Darn right! ... Tho, other than as a sorta gross contact indicator, Ohm scales are often pretty worthless .. and dangerous to the meter. [The live circuit mistake mentioned in posts above.] Also contact resistance can skew a sensitive Ohm reading by a large proportion. b-u-u-t:
Getting a handle on Ohms law and the use of a digital voltmeter to assess current flow and voltage drops in a circuit will help you in all electrical trouble shooting. For instance, if you have a DVM, put the leads across a battery conection - one to the batt terminal - the other to the clamp on the batt cable. What you have done here is essentially short the meter leads together, but not quite - there is a very low resistance at the crossover between the batt and clamp. Now set your meter to its most sensitive DC Volt scale - probably 200 millivolts. Typically these meters, on this scale, will resolve down to one tenth of a millivolt -- [0.0001Volt !] Since the leads are "shorted" the meter will read zero. Now turn on your lights.

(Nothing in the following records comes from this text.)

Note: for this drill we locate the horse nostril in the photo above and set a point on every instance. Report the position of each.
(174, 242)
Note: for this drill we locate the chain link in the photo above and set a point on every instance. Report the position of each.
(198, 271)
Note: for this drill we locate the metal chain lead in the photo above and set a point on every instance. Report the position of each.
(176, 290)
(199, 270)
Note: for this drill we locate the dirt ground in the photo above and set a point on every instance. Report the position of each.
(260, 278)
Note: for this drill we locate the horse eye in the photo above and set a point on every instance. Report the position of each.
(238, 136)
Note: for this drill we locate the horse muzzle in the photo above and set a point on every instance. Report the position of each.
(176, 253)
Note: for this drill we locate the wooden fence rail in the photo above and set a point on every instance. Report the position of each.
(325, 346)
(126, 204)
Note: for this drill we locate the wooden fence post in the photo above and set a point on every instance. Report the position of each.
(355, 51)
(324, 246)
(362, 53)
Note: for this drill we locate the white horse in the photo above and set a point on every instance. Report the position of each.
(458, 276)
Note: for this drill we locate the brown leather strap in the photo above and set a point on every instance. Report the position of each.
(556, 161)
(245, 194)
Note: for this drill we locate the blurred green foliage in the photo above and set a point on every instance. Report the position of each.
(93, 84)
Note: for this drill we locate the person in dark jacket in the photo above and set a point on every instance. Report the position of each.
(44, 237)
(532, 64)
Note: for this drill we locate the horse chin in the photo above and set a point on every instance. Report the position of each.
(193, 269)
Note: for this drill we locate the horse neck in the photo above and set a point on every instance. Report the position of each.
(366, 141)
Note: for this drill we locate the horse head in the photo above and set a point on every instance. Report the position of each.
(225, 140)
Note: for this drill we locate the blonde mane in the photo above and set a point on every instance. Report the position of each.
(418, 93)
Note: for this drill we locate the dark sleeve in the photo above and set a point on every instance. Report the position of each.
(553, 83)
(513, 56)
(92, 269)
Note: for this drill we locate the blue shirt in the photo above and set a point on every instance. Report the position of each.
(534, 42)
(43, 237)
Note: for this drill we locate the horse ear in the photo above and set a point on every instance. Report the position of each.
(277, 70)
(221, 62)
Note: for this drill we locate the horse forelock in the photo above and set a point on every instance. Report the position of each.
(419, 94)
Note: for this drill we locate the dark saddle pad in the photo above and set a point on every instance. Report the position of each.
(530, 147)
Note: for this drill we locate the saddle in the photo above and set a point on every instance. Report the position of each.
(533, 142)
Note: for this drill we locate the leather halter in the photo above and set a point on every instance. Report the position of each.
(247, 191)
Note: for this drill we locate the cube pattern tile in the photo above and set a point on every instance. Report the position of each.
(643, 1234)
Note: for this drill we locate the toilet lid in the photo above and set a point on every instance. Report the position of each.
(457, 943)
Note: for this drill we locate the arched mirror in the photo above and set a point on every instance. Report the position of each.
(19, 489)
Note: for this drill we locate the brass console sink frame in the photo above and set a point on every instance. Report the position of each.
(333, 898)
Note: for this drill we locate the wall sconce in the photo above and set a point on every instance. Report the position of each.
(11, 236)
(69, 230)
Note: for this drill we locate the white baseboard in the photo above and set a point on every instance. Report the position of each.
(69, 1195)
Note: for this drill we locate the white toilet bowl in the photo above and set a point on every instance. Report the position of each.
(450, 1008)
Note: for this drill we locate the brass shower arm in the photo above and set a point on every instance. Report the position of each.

The connection you are measuring across will now be carrying current. Its [hopefully] verry small resistance will result in a voltage across the connection. This voltage will be the current (I) drawn by the lights X the resistance [R] across the connection. To use round ballpark numbers: 5A for the lights and about 0.001 Ohms for the connection. You meter will read 5.0 millivolts - Ohms law is being obeyed. By the equation V=IR you only need 2 of these numbers to "derive" the third. -- So, without knowing the quality of that battery connection you can determine it by measurement. -- Say you know the lights on your tractor draw only 5A and the reading you take with the DVM is 20.3mV across the battery connection with the lights ON. Then, scrambling the equation: R= 0.0203V/5A= 0.00406 Ohms. For a BATTERY connection this is terrible quality. When you draw 200A to crank your engine that meter is going to read V=200x.004= 812mV [youll have to go to a higher scale]. The starter needs this [lost]voltage. Youll notice slow cranking and the connection will get hot. You meter and Ohms law tells you so.
--- The same idea can be applied to any connection or length of wire in a circuit that is carrying current. There is always a voltage loss, and a sensitive meter will asses it. Even the $5 HF DVM is sufficient.